To guide future developments in personalized decision-making, we need reliable predictive algorithms on the individual effect of medical treatment, advanced treatment, referrals and lifestyle changes and the accuracy of the individual diagnosis. Currently, initiatives to make personalized predictions focus on advanced treatment (for example, predicting motor outcome in patients with DBS [7]), diagnosis [20], prognosis [21] or on predicting specific symptoms (such as predicting depression in PD [22]). These initiatives are definitely important, but other categories such as referrals and lifestyle decisions should not be overlooked. Outcomes of such personalized predictions should not only include motor symptoms, but they should also cover non-motor symptoms, as patients consistently indicate the importance of non-motor outcomes across different disease stages [23, 24]. For example, the main patient selected outcomes for advanced treatment in a recent review included quality of life, activities of daily living, ON and OFF time, and adverse events [25]. Professionals in our study also preferred more personalized information on prognosis of cognitive decline and life expectancy. The literature shows that a quarter of PD patients prefer to have information on life expectancy early on in the disease [26].

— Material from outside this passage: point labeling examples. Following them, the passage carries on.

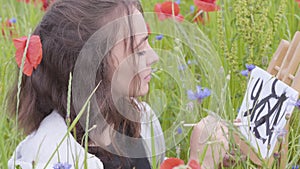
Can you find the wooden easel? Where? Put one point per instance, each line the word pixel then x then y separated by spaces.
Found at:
pixel 284 66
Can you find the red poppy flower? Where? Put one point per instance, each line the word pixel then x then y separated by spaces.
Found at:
pixel 167 10
pixel 46 4
pixel 207 5
pixel 33 55
pixel 170 163
pixel 10 26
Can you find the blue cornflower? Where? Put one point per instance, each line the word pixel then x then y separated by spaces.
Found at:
pixel 159 37
pixel 179 130
pixel 62 166
pixel 250 67
pixel 199 95
pixel 13 20
pixel 192 8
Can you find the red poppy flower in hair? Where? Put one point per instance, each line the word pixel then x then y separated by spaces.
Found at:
pixel 166 10
pixel 33 55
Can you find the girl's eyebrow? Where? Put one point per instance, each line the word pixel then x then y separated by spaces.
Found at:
pixel 144 39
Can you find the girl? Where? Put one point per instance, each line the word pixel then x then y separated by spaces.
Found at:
pixel 103 43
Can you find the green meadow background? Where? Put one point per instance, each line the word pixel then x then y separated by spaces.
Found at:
pixel 209 54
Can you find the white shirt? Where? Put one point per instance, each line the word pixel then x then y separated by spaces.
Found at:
pixel 38 147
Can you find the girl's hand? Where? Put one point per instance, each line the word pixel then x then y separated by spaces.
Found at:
pixel 209 139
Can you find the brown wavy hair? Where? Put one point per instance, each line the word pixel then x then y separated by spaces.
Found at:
pixel 64 29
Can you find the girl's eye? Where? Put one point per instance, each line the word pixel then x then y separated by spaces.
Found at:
pixel 141 53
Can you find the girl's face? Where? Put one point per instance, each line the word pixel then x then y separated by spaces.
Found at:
pixel 132 71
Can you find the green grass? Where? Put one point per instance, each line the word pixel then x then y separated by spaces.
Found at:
pixel 217 49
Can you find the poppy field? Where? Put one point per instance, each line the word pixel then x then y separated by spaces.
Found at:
pixel 207 49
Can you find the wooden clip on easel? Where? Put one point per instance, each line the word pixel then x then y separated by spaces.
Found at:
pixel 285 67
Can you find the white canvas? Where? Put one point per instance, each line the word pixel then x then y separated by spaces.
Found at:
pixel 263 110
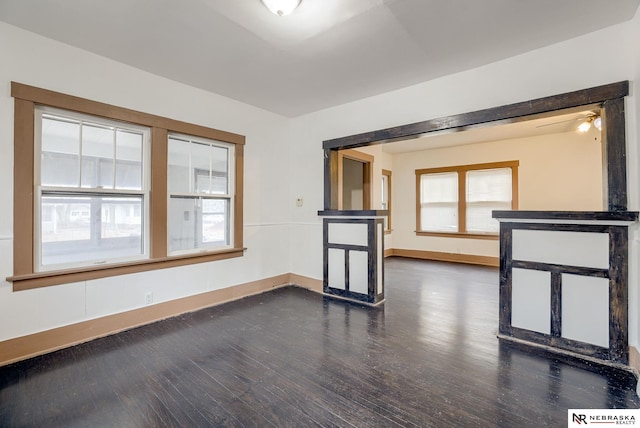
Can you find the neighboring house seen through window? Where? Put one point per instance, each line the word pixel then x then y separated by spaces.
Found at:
pixel 117 191
pixel 93 190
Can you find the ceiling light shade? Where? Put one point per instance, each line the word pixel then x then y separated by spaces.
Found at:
pixel 597 122
pixel 585 126
pixel 281 7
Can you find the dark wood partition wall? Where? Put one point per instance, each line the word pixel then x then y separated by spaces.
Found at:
pixel 609 99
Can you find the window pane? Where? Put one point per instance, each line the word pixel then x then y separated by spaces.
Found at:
pixel 129 160
pixel 200 162
pixel 439 187
pixel 97 157
pixel 489 185
pixel 60 157
pixel 439 202
pixel 178 166
pixel 479 218
pixel 487 190
pixel 441 217
pixel 198 223
pixel 77 228
pixel 220 170
pixel 215 227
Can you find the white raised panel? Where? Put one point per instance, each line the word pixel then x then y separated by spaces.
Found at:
pixel 584 249
pixel 348 233
pixel 359 272
pixel 585 309
pixel 336 268
pixel 531 300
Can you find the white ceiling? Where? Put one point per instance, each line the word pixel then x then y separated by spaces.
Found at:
pixel 559 124
pixel 328 52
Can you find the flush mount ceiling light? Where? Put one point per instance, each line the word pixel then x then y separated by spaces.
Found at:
pixel 281 7
pixel 591 120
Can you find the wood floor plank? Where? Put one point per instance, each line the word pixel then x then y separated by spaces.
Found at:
pixel 429 357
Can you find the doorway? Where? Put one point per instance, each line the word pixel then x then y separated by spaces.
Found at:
pixel 355 175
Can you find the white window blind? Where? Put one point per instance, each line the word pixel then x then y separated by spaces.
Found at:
pixel 439 202
pixel 487 190
pixel 200 194
pixel 91 175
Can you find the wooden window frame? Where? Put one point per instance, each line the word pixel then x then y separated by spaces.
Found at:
pixel 26 98
pixel 387 173
pixel 462 170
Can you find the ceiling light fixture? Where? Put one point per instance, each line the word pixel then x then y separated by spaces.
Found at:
pixel 281 7
pixel 591 120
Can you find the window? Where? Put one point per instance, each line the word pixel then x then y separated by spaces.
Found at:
pixel 200 198
pixel 93 191
pixel 459 200
pixel 386 198
pixel 117 191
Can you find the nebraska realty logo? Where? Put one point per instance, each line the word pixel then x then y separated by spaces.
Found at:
pixel 598 417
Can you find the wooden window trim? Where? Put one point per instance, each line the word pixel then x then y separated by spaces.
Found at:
pixel 26 98
pixel 387 173
pixel 461 170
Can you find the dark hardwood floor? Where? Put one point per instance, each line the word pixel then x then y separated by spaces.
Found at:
pixel 428 357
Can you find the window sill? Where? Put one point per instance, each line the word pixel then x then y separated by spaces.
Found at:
pixel 491 237
pixel 45 279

The major strength of this study is that we are the first who evaluated current personalized decision-making in PD in a systematic way. Another strength is that we used a multi-method design to come as close as possible to daily practice. Also, we included a broad group of professionals from different hospitals which makes our results widely applicable. Neurologists and PD nurse specialists make different decisions (i.e. neurologists make more medication-related decisions and PD nurse specialists more referral-related decisions), and by including both we captured a representative spectrum of clinical decisions. This study is not without limitations. First, we analyzed how decisions were personalized using recordings of consultations. Consequently, we missed nonverbal communication, which is a crucial part of communication during a consultation. However, we focused this study on elements of personalized decision-making that were explicitly discussed during the consultations, and we do not think that including analysis of nonverbal communication would significantly affect our results. Second, we looked at the perspective of the professional. To get a complete view on current gaps in personalized decision-making, and to prioritize which challenges in personalized decision-making should be addressed first, it is indispensable to include the perspective of the patient as well. Also, when personalized predictive algorithms are developed to improve personalized care, such models need to be designed around the preferences of the people they aim to serve. This means that the perspective of persons with PD on the use of personalized predictive models in clinical practice needs to be evaluated. Third, while this is mainly a qualitative study, where we focused on how decisions are personalized, it was not possible to quantitatively express the extent of personalized decision-making and compare this between groups. Fourth, this study was relatively small and only performed in The Netherlands. Professionals from different countries might differ in how they personalize decisions in daily practice, for example, due to differences in medical training, or even due to cultural differences.

In conclusion, this study showed that current decision-making is still a long way from being truly personalized. Sufficient evidence about the impact of individual (disease-) characteristics on outcomes that matter most to patients is lacking. Personalized predictive algorithms, predicting the effects of clinical decisions for individual patients, could ideally be integrated in a shared decision-making process where a patient and professional make a joint decision on what is best for that patient at that moment.